Yes. I know there is an unfortunately large number who are. Doctors generally and oncologists specifically have an epic amount of research and publications to keep up with. I know the doctors and researches who work for and with my company do a ton of outreach (e.g. going to conferences, trying to raise awareness, trying grow partnerships). If you don't believe me, go to ASCO or something I guess? You definitely don't have to take the word of an internet stranger for this.

> Specialists may have their reasons, or they even may be wrong, but as a software engineer, it really is not your call.

You're 100% correct - I am not a doctor and not qualified in any way to give medical advice. I work for a company that provides CGP tests. I am not and could not possibly begin to advocate for a specific treatment path. I also do not want to imply a given specialist would be wrong for either not recommending or recommending against CGP.

> Saying late stage people should contact your company to identify advanced or even trial therapies!

That is categorically not what I am saying. As far as I am aware, you as an individual cannot order this type of test. Your pathologist or oncologist has to work with you to make the decision. CGP can provide a ton of insight, and I personally would absolutely do it if it was an option. I do really hope more people have this as an option even if they opt to not do testing. As I said above, awareness is really a big issue.

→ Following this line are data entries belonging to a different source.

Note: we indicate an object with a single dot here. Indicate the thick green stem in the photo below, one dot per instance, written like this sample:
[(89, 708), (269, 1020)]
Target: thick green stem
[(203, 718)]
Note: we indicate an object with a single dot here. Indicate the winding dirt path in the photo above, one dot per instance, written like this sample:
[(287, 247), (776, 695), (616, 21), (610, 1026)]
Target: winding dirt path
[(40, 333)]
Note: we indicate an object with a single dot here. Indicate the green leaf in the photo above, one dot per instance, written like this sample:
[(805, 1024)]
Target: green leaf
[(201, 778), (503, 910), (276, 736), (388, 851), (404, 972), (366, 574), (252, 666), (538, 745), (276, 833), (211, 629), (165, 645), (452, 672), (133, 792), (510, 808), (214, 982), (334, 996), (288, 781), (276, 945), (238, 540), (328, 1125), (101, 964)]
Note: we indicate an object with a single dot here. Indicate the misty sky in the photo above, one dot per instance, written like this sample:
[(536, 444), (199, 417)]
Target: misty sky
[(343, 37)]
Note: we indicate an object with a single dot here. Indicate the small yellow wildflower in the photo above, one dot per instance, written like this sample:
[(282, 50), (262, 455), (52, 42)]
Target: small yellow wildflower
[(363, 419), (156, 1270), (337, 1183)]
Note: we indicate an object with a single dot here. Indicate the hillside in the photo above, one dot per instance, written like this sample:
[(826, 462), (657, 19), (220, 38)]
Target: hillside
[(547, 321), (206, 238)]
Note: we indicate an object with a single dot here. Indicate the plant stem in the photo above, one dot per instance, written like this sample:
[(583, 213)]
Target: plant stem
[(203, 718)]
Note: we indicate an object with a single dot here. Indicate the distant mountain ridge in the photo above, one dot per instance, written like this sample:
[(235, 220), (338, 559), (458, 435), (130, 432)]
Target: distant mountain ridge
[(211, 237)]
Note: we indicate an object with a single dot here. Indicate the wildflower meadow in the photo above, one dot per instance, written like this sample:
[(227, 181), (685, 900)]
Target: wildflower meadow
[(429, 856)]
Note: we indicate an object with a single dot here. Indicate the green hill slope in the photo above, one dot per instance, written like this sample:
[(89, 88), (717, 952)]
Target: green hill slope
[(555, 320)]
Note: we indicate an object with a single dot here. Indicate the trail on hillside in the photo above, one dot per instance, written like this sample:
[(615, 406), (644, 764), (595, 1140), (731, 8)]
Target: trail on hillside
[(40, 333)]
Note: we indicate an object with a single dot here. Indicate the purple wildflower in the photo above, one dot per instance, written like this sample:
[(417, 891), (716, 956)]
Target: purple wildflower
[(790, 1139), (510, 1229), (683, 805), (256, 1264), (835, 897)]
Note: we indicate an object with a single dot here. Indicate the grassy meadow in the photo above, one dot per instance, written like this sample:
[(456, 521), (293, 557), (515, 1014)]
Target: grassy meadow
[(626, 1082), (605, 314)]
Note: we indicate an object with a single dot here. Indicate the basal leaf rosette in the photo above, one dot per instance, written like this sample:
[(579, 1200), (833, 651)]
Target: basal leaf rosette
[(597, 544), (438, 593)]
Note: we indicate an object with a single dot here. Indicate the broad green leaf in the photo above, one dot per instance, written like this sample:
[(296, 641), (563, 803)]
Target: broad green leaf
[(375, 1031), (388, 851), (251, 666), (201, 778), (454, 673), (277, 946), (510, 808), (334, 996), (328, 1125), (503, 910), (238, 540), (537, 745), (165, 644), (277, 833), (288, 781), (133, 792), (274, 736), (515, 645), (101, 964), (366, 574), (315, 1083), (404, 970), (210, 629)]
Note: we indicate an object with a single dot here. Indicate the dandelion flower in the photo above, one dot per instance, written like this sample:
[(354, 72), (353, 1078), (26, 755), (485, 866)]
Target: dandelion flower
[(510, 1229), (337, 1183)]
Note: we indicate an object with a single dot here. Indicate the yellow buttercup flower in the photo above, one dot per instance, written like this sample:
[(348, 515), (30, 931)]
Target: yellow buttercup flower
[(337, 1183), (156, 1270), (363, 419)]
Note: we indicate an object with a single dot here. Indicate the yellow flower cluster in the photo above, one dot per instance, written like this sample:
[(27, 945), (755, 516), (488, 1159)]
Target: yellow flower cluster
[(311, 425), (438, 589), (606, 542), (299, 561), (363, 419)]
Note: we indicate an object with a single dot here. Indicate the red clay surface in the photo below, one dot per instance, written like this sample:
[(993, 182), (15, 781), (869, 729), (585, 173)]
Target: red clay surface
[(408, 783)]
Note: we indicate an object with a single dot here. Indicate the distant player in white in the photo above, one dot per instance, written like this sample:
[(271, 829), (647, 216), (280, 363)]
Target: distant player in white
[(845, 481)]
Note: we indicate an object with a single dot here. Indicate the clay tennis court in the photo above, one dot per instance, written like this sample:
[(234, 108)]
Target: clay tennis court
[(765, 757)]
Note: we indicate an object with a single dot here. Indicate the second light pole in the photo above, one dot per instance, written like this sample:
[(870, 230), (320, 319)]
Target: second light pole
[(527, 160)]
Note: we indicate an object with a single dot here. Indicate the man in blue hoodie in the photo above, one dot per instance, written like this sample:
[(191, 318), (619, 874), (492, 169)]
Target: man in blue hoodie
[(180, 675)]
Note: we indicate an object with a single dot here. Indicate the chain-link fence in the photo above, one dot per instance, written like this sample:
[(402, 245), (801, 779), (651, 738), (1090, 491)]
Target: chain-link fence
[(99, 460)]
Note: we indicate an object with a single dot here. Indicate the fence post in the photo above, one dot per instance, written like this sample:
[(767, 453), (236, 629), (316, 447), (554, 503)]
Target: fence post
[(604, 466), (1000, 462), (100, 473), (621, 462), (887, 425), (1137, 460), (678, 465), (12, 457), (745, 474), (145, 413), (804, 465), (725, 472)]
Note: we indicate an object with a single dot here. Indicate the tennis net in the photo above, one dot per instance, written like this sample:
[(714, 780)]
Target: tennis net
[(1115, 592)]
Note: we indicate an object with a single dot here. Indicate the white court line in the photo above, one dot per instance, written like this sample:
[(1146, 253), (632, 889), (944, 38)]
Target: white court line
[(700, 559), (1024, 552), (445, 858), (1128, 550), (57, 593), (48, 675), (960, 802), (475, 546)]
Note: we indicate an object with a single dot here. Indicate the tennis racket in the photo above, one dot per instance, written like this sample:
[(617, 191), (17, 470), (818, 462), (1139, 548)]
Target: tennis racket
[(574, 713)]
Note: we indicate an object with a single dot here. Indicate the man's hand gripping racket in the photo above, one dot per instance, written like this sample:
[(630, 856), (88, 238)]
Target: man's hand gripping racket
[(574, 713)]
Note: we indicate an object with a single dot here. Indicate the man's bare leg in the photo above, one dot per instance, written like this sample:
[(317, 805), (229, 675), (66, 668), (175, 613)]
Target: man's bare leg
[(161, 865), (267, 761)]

Just to be 100% crystal clear for now and posterity: I am not a doctor. I am not providing medical advice. I'm a technologist in a forum for other technologists discussing some of the cool tech we work with.




Thinking that an oncologist does not know tumor sequencing is available is absolutely laughable as it is oncology 101. No need to go to conferences, just open any oncology textbook edited in the 21st century. But yeah of course your company is doing it more completely and more precisely, I get it. Now is the information that your company provides currently useful to the clinician? If your immediate answer is "of course", then you should think again.

The issue is that what seems important about it to you is not the same as what they perceive as important. It is interprofessional miscommunication.

And just to be clear myself, you should understand that your defense, although rational, goes against accepted medical ethics and ethics research.

I also understand that this is not from bad intentions on your part.